Arrivée en trombe, peu après 20h, la chef du PQ a tout de même pris le temps de serrer la main de chacun des quelques 50 convives qui s'étaient présentés sur place.
Elle a par la suite pris la parole pour une trentaine de minutes, au cours desquelles elle n'a pas été tendre à l'égard du gouvernement libéral.
«On a un gouvernement sans vision, a d'abord lancé la chef péquiste. Les libéraux n'ont pas joué franc jeu avec les Québécois pendant la campagne électorale. Certains pensent que je suis dure en disant qu'ils ont menti. Mais Jean Charest et sa ministre des Finances ont fait croire qu'il n'y aurait pas de coupure dans la péréquation, que tout allait bien à la Caisse de dépôt et placements et qu'il n'y aurait pas de déficit. Au lendemain de son élection, il nous est arrivé avec une coupure d'un milliard en péréquation, des pertes de près de 40 milliards à la Caisse de dépôt et un déficit. S'ils n'ont pas menti, en tout cas ils ont caché la vérité.»
Travail d'opposition
Mme Marois a rappelé à la foule l'importance du travail effectué par sa formation politique à titre d'opposition officielle.

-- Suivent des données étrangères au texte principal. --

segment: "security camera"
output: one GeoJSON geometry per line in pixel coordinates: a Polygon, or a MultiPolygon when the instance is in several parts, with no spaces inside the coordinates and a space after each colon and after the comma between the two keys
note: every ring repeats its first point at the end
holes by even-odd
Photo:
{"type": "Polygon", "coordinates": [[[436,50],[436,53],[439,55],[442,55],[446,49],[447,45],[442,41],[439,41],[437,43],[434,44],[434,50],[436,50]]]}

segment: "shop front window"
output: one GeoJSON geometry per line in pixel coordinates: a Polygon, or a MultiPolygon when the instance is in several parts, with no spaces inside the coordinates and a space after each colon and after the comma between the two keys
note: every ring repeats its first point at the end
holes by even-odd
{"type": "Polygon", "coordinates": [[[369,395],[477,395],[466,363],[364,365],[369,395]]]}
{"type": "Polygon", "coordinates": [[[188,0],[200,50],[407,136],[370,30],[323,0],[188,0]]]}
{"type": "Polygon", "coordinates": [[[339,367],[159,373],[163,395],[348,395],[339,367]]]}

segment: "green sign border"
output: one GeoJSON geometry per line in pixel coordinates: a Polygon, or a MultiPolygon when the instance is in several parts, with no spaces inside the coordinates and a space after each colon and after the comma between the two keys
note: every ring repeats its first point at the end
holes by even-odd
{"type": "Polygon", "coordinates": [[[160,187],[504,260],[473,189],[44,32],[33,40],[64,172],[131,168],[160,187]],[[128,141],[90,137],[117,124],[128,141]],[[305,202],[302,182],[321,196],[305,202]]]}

«Nous n'avons pas laissé tomber, a-t-elle dit. À force de fermeté, nous avons finalement obtenu aujourd'hui (hier) que la ministre des Finances se présente devant nous pour répondre à nos questions concernant la Caisse de dépôt. Nous avons aussi obtenu l'assurance que nous pourrons parcourir les 600 pages du rapport annuel de la Caisse de dépôt au cours des prochaines semaines. Mais ce ne sera pas suffisant. Dès que nous en saurons plus, que nous aurons questionné les anciens dirigeants de la Caisse, nous exigerons que Mme Jérôme-Forget revienne devant nous.»
Pauline Marois a aussi remercié son hôte, la députée d'Iberville et porte-parole péquiste en matière d'Agriculture, de Pêche et d'Alimentation, Marie Bouillé, pour le travail qu'elle accomplit, surtout en ce qui a trait au monde agricole.
«En compagnie de Marie, nous avons rencontré le président de l'Union des producteurs agricoles ce matin (hier) pour discuter avec lui des enjeux qui touchent ce secteur, a repris Mme Marois. En tenant cette rencontre, on a forcé la main du gouvernement qui a accepté, à son tour, de rencontrer l'UPA qui réclame de l'aide, notamment en ce qui concerne la Financière agricole.»
La chef péquiste déplore d'ailleurs que Monique Jérôme-Forget n'ait ni consulté la population ni les grands acteurs économiques dans la préparation de son budget.
«Si elle avait consulté les gens du secteur agricole, du secteur forestier et manufacturier, elle aurait pu présenter un budget qui répond davantage aux besoins de la population, a expliqué celle qui a déjà occupé le siège de ministre des Finances. C'est ce que je faisais, moi, quand j'occupais cette fonction et c'est ce que l'on devrait faire en temps de crise économique.»